Park Steward Judy Buchanan, 57, said she will be overseeing the event, which will include edging, pruning, weeding, and some painting. She said she welcomes the help and excited to have the event in celebration of Earth Day.
“When people come together and volunteer there is a sense of community, ownership,” Buchanan said. “The cool thing about having it on Earth Day is: that is the day that brings awareness to how people can be helping the earth.”
Although Gossage has hosted many court appointed volunteers in the past, Buchanan said one volunteer event has fallen on Earth Day before.
According to Buchanan, she approached Parks Volunteer Coordinator Rae Edwards, 59, about getting some volunteers to help get the garden ready for spring, and Edwards suggested having a volunteering event for Earth Day.
“I think any time neighbors come together on a joint project it strengthens community,” Edwards said.
In the past, Edwards said she has tried to keep Bellingham’s Earth Day activities near the Western Washington University campus, because there are usually a lot of student volunteers. But this year, with the university’s budget cuts, there won’t be as much help from student volunteers. As a result, she said she needed to find a new place to host Earth Day activities, and she thought of Gossage Garden.
The triangular garden sits on the intersection of Cornwall Avenue, F Street, and Alabama Street. Buchanan said she has patterned the organic garden after Victorian gardens, filling it with herbs, native plants, flowers, fruits, vegetables, a drinking fountain, and a gazebo. Buchanan said she always tries to match her volunteers up with projects they’ll enjoy in the hopes they will take as much pride in the garden as she does.
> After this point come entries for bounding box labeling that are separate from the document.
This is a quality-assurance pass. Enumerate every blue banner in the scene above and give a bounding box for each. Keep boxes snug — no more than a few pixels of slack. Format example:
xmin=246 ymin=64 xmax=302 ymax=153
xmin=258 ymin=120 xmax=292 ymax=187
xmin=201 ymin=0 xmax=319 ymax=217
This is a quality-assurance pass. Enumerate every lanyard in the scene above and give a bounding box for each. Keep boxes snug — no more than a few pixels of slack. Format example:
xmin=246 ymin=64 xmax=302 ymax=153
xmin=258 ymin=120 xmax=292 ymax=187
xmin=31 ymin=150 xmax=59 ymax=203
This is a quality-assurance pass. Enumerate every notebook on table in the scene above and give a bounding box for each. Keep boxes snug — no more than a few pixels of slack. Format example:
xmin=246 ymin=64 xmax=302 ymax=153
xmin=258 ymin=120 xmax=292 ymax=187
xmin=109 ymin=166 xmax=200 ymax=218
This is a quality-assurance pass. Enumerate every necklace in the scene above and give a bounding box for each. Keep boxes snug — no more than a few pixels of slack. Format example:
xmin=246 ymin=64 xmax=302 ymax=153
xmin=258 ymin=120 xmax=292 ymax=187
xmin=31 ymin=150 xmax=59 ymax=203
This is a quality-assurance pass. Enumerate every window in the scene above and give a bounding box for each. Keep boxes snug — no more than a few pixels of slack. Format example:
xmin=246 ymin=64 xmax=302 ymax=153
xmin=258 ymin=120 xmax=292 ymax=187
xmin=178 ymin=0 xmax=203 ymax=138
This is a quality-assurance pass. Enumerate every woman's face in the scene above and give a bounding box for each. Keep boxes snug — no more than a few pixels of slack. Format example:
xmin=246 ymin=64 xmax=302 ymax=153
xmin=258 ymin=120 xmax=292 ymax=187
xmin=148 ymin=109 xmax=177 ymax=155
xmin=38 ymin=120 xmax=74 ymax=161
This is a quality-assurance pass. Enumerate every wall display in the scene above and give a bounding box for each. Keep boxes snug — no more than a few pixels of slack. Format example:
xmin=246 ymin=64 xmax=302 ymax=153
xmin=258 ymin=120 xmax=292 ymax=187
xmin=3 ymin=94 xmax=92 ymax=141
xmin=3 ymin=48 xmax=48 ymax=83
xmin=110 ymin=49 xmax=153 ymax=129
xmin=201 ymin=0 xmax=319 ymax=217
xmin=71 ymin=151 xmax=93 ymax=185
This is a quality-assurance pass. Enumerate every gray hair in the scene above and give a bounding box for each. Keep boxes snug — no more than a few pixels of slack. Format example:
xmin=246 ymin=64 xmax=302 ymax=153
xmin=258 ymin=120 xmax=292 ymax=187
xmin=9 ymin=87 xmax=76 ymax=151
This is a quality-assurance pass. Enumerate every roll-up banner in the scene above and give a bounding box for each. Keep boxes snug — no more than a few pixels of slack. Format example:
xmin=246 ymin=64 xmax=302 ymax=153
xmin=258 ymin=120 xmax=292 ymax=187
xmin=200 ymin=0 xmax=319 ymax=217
“I have a passion for this neighborhood,” Buchanan said. “I live in the same house I grew up in.”
Edwards said she feels it is important to care for Gossage Garden because of what it does for the Lettered Streets Neighborhood.
“I think it adds a lot to that corner,” Edwards said. “It makes me happy every time I go by it.”
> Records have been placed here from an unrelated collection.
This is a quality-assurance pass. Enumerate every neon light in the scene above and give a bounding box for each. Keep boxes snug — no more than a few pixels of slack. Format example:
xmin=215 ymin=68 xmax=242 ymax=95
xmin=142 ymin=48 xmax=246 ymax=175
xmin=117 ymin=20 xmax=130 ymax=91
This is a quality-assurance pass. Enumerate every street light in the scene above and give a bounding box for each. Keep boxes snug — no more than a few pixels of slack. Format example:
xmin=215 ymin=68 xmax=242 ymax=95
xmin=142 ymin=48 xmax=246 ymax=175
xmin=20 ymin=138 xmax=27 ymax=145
Buchanan said her biggest worry for the Earth Day volunteer project is that sometimes well-meaning people accidentally pull up flowers thinking they are weeds. She said it is difficult to tell the difference between weeds and flowers, and she hopes people won’t pull up anything unless they are absolutely sure it is a weed.
“Even I can’t tell sometimes,” Buchanan said.
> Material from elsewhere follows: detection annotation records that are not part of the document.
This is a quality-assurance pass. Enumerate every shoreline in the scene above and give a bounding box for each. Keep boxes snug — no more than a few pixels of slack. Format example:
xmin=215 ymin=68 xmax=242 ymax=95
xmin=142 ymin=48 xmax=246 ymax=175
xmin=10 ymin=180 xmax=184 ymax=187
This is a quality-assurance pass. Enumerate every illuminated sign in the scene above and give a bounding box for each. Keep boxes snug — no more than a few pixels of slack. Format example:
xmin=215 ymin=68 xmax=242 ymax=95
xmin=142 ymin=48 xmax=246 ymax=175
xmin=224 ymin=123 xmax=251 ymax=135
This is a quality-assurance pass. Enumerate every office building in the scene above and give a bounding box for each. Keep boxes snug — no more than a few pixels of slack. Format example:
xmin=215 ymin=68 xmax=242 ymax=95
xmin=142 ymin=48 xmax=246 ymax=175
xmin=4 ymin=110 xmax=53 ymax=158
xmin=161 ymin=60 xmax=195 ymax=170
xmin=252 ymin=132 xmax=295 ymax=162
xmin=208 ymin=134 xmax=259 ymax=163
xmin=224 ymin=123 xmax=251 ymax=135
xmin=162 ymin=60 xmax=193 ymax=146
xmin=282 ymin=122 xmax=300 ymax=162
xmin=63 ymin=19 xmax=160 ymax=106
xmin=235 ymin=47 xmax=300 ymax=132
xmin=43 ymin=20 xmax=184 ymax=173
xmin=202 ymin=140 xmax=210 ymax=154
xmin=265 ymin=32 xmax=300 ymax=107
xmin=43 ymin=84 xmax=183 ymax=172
Buchanan and Edwards said they are also concerned about weather conditions on the day of the project. Edwards said she is hoping for good weather for the volunteers.
Edwards also said she is glad to see people coming out to help Buchanan with Gossage, because she knows how much time and work Buchanan puts into the garden.
“A little help can go a long ways,” Edwards said.
Buchanan said she also is excited to share her knowledge of gardening and plants with her neighbors, because she loves teaching and nature.
“I practice Earth Day every day of the year that I can,” Buchanan said.